A Roadmap for the G20



The illicit trade in cultural objects is a crime first and foremost. It may be described as a failure of governance, law, diplomacy, civil society, and markets, but it is not a preservation failure. It cannot be solved by better archaeology, conservation, or restoration, but by strengthening law enforcement, international cooperation, and economic integrity.

The Group of Twenty (G20), as the premier forum for international economic cooperation, is thus in a unique position to make a difference in the global fight against the illicit trade in antiquities. It is made up of 19 member states and the European Union, accounting for 85% of the global GDP, 75% of the global trade, and at least 90% of the global art market. Since 2020, the forum has added protecting cultural heritage to its agenda of issues it tackles head on, coordinating between the world’s leading economies and activating political will from the top down to combat the looting and trafficking of cultural property.


In 2021, for the first time, the G20 under the Italian Presidency gathered heads of state and government to work together to combat the illicit trade. To support this important work, an international coalition of experts released Safeguarding Cultural Heritage in Conflict Zones: A Roadmap for the G20 to Combat the Illicit Trade in Cultural Objects.

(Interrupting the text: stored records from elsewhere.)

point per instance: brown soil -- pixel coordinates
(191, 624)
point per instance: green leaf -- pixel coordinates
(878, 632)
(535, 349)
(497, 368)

This evidenced-based report puts forward nine specific recommendations to strengthen global policy against the looting and trafficking of cultural objects, a transnational crime closely linked to war and terrorism. It highlights risks posed by the illicit trade through a case study illustrating how armed groups plundered ancient sites in Syria and then laundered cultural objects into unsuspecting global marketplaces. More importantly, based on lessons learned from Syria’s tragedy and others, it calls for new policies, priorities, and practices to be considered by the G20, its Member States, and the private sector as they work together to support the communities victimized by this transnational crime. The report was developed by leading experts and was published online by the Antiquities Coalition in collaboration with Heritage for Peace in 2021.